I seemed again upon that hill, as on that blissful night,
Encompast with celestial air and deep retiring light,
But sight and thought were fettered down, where glimme'ring lay below
A plain of gasping, struggling, men in every shape of woe.

Faint solemn whispers gathered round, ''Christ suffered to redeem,
Not you alone, but such as these, from this their savage dream,--
Lo, here are souls enough for you to bring to him, and say,
These are the earnest of the debt I am too poor to pay.''

A cloud of children freshly born, innumerable bands,
Past by me with imploring eyes and little lifted hands,
And all the Nature, I believed so blank and waste and dumb,
Became instinct with life and love, and echoed clearly ''Come!''

''Amen!'' said I; with eager steps a rude descent I tried,
And all the glory followed me like an on--coming tide,
With trails of light about my feet I crost the darkling wild,
And, as I toucht each suffe'rer's hand, he rose and gently smiled.

Thus night on night the vision came, and left me not alone,
Until I swore that in that land should Christ be preacht and known,
And then at once strange coolness past on my long fevered brow,
As from the flutter of light wings: I feel, I feel it now!

And from that moment unto this, this last and proving one,
I have been calm and light at heart as if the deed were done;
I never thought how hard it was our earthly loves to lay
Upon the altar of the Lord, and watch them melt away!

Speak, friends! speak what you will,--but change those asking looks forlorn,
--Sustain me with reproachful words,--uphold me with your scorn:
--I know God's heart is in me, but my human bosom fears
Those drops that pierce it as they fall, those full and silent tears.

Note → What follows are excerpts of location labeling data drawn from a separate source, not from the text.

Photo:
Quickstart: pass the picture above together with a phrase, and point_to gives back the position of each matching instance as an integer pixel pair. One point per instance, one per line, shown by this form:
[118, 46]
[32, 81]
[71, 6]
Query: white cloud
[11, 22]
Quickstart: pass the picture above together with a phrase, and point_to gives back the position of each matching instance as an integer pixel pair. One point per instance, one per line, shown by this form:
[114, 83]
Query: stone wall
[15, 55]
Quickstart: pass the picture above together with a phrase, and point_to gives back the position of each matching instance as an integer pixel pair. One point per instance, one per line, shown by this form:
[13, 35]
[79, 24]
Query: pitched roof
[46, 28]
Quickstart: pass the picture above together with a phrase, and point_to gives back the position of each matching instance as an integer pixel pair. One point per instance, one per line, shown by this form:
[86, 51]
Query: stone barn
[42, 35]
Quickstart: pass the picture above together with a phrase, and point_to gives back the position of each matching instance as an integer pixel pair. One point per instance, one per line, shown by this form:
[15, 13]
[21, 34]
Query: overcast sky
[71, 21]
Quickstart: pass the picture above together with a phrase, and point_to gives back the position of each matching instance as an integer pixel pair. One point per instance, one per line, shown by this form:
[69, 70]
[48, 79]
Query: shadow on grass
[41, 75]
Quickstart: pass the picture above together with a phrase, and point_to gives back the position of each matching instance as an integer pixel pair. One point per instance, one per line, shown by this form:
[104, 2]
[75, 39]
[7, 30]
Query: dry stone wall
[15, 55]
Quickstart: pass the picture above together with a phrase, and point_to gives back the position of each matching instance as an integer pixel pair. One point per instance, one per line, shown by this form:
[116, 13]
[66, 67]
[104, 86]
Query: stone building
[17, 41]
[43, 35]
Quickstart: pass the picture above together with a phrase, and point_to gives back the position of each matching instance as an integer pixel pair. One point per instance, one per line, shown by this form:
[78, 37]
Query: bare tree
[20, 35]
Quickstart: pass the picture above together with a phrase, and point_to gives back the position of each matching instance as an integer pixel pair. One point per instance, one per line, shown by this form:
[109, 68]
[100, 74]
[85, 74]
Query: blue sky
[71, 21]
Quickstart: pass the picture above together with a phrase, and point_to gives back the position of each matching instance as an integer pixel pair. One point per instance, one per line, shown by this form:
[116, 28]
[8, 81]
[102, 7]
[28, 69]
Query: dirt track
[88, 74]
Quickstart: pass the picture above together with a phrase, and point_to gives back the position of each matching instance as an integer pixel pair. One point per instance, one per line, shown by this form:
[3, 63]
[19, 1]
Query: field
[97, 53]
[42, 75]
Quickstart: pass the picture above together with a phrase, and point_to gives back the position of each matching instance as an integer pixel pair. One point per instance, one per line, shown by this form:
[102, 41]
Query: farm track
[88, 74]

These comrades of my earliest youth have pledged their pious care
To bear me to the fronting coast, and gently leave me there:
It may be I shall fall at once, with little toil or need,--
Heaven often takes the simple will for the most perfect deed:

Or, it may be that from that hour beneath my hand may spring
A line of glories unachieved by hero, sage, or king,--
That Christ may glorify himself in this ignoble name,
And shadow forth my endless life in my enduring fame.

--All as He wills! Now bless me, mother,--your cheek is almost dry:--
Farewell, kind brothers!--only pray ye may be blest as I;
Smile on me, sisters,--when death comes near each of you, still smile,
And we shall meet again somewhere, within a little while!